The Letterman family has two yellow labs, Dutch, 3, and Sully, 7. As with most things in his life, he frets about them. “Because of the way I am, I worry myself sick about them: are they healthy, how long will they be healthy? The love and companionship and the entertainment that they bring you is immeasurable,” Letterman said. “Having toured this facility, I now feel much better about that. That makes the trip all the more worthwhile.”
Racing toward a cure for cancer
When asked about the link between car racing and cancer research, David Letterman deferred to his racing team co-owner, Indy 500 winner Bobby Rahal. The two visited Colorado State as part of their partnership with the Flint Animal Cancer Center’s One Cure project.
“I love the passion and the enthusiasm here. We can provide awareness and introduce people to what One Cure is all about. My son Graham is a big dog lover and has become the face of One Cure,” said the proud father.

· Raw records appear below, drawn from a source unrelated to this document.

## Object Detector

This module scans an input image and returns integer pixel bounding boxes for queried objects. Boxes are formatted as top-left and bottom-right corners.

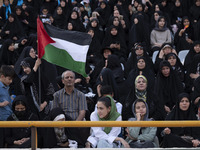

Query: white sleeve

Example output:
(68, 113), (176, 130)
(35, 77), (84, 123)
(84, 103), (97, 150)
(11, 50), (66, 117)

(90, 112), (122, 144)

One Cure is the primary sponsor of Graham Rahal’s No. 15 Verizon IndyCar Series entry in races in Phoenix and Portland. Jay Howard drove the CSU One Cure car in this year’s Indianapolis 500, and Clint Bowyer drives the One Cure No. 14 Ford Fusion for Stewart-Haas Racing in the Monster Energy NASCAR Cup Series.
These sponsorships are result of the behind-the-scenes work of an anonymous donor who loves racing – and dogs – and wishes to help the cancer center raise awareness and support of One Cure with a new audience, on a larger scale.
“On behalf of our team, thank you for the amazing things that are happening with One Cure and CSU,” Rahal told the cancer center team during the visit. “The more you understand what is going on here, it gives you great hope for the future. Keep pushing, we’re behind you the whole way.”
Look out, because that crew is fast.